When the mop was first searched for eggs, there was 24 eggs found, but one couldnt be sure who they belonged to, as the Red Shiners also scatter eggs when they spawn. These eggs were found in the evening, and they were tiny tannish-clear eggs the size of the head of a pin. They were placed in a small butter dish using Portage City tap water. No fungicides or anything else was added to the bowl. The eggs were simply watched and rinsed if the water became cloudy. After three days they hatched, and you could barely see the fry. Of the 24 eggs, 22 hatched. These were left in the bowl for a day after they hatched, as they werent ready to eat yet. They were then placed in a 1/2-gallon plastic shoe box with aged water, and an active sponge filter. Some newly hatched baby Snails were also added. The larger Snails had eaten babies in the past, so they are not used. After two more days baby brine shrimp was fed once a day.

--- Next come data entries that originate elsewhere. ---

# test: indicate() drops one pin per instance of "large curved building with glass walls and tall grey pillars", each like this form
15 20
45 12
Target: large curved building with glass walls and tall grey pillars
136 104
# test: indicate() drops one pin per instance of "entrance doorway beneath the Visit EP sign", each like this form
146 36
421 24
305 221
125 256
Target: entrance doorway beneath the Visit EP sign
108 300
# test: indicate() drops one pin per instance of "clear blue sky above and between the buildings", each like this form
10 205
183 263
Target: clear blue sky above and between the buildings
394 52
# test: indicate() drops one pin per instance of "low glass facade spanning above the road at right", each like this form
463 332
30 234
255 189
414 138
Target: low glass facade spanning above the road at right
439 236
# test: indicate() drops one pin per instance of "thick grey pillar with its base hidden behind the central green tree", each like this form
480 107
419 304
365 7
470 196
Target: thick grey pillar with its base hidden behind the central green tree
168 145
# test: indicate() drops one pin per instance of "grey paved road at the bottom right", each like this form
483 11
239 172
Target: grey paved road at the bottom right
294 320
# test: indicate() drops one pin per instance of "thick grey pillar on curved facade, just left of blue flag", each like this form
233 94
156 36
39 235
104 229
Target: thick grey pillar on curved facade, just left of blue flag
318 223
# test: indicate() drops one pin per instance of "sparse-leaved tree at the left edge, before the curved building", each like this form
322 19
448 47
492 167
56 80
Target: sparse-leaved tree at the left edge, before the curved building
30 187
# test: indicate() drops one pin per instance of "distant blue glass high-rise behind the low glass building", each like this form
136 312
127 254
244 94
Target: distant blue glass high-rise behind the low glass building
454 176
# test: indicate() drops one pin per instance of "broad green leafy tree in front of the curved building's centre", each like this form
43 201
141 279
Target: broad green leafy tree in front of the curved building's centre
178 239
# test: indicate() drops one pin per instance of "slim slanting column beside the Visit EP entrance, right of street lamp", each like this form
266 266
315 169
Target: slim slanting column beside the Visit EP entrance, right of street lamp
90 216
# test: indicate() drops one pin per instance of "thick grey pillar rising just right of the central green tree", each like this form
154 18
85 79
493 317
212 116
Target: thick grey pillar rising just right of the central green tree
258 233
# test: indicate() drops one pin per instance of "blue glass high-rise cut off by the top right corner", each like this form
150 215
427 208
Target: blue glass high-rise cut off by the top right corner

Eventually one could see that twelve of them were the Barbus fasciatus and were about 1/8-inch long, clear bodied with a black spot on their dorsal. The remaining fry that were clear bodied were the Red Shiners babies. When the Barbs became even more visible you could see a spot between their body and tail, and their mid body. At three months they were about 1-inch in length, and were light orange with three dark strips down their eyes, mid-section, and just before their tail. They were capable of eating anything at that point, and were housed in a 1-gallon tank.
It still surprises me when I find another beautiful fish. It seems the aquatic world is limitless on the selection of fish we can obtain for our aquariums. These beautiful Barbs would make a great addition to your community tank, or are even worthy of a tank all to themselves.